Its just a case of avoiding dependencies across exception boundaries, and with other projects.
>>> + writel(edels.word, priv->emi_base +
>>> +MLXBF_EMI_DRAM_ECC_LATCH_SELECT);
>>> +
>>> + /*
>>> + * Verify that the ECC reported info in the registers is of the
>>> + * same type as the one asked to report. If not, just report the
>>> + * error without the detailed information.
>>> + */
>>> + eds.word = readl(priv->emi_base + MLXBF_EMI_DRAM_SYNDROM);
>>
>> Does the device need to have seen the write to
>> MLXBF_EMI_DRAM_ECC_LATCH_SELECT before it sees this read?
>>
>> Will Deacon gave a presentation on this stuff at ELCE:
>> https://elinux.org/images/a/a8/Uh-oh-Its-IO-Ordering-Will-Deacon-Arm.pdf
>>
>> (I don't understand this stuff, so may have it totally wrong here:)
>>
>> From the arch code's definitions of these:
>> | #define writel(v,c) ({ __iowmb(); writel_relaxed((v),(c)); })

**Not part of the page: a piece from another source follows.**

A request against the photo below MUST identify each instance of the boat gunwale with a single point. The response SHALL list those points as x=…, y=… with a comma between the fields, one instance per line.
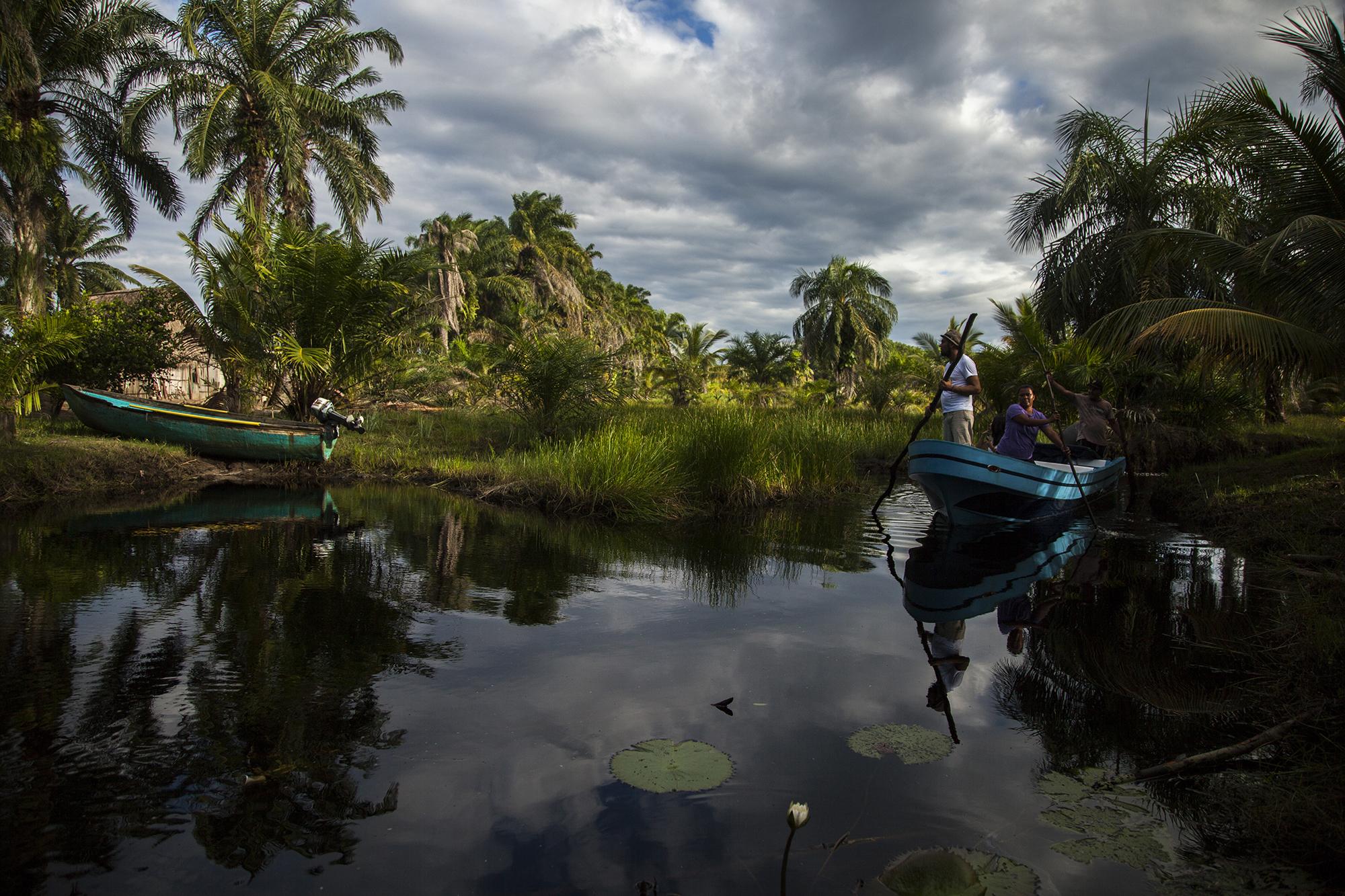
x=209, y=416
x=1087, y=475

>> | #define readl(c) ({ u32 __v = readl_relaxed(c); __iormb(__v); __v; })
>>
>> This means you've got back-to-back writel_relaxed()/readl_relaxed() here,
>> and probably need an mb() between them.
>>
>> (slides 17 and 19 of that pdf are handy).
>>
>> As an example,
>> drivers/edac/cell.c::cell_edac_check() has this out_be64(); mb(); in_be64()
>> sequence, which I think is the same.
> This is of no concern for the BlueField SoC. For accessing device memory, the hardware
> enforces a strict memory ordering. The next register access won't be issued before the
> previous instruction have been retired. So there won't be a case on the BlueField SoC
> (which is the only platform this driver is valid for) where the latter read happens
> before the previous write.
Did I mention I may have it totally wrong? I've found some more on this to read...
This was tripped by your comment:
> Verify that the ECC reported info in the registers is of the same type as the one asked
> to report.
Was this determined experimentally, or is it expected/documented behaviour? If it seems
like that write doesn't always complete we should get to the bottom of this.